In response to What is your longest-held programming assumption that turned out to be incorrect? question, one of the wrong assumptions was:
That private member variables were
private to the instance and not the
class.
(Link)
I couldn't catch what he's talking about, can anyone explain what is the wrong/right about that with an example?
public class Example {
private int a;
public int getOtherA(Example other) {
return other.a;
}
}
Like this. As you can see private doesn't protect the instance member from being accessed by another instance.
BTW, this is not all bad as long as you are a bit careful.
If private wouldn't work like in the above example, it would be cumbersome to write equals() and other such methods.

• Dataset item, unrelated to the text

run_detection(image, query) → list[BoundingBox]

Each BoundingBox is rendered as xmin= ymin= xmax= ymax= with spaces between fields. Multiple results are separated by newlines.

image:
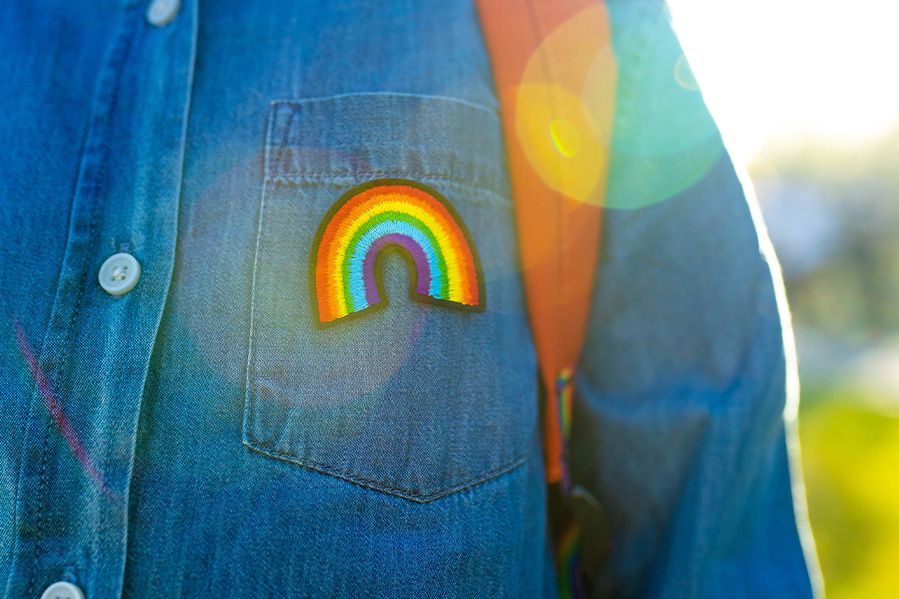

Here's the equivalent of Michael Borgwardt's answer for when you are not able to access the private fields of the other object:
public class MutableInteger {
private int value;
// Lots of stuff goes here
public boolean equals(Object o) {
if(!(o instanceof MutableInteger)){ return false; }
MutableInteger other = (MutableInteger) o;
return other.valueEquals(this.value); // <------------
}
#Override // This method would probably also be declared in an interface
public boolean valueEquals(int oValue) {
return this.value == oValue;
}
}
Nowadays this is familiar to Ruby programmers but I have been doing this in Java for a while. I prefer not to rely on access to another object's private fields. Remember that the other object may belong to a subclass, which could store the value in a different object field, or in a file or database etc.
Example code (Java):
public class MutableInteger {
private int value;
// Lots of stuff goes here
public boolean equals(Object o) {
if(!(o instanceof MutableInteger)){ return false; }
MutableInteger other = (MutableInteger) o;
return this.value == other.value; // <------------
}
}
If the assumption "private member variables are private to the instance" were correct, the marked line would cause a compiler error, because the other.value field is private and part of a different object than the one whose equals() method is being called.
But since in Java (and most other languages that have the visibility concept) private visibility is per-class, access to the field is allowed to all code of the MutableInteger, irrelevant of what instance was used to invoke it.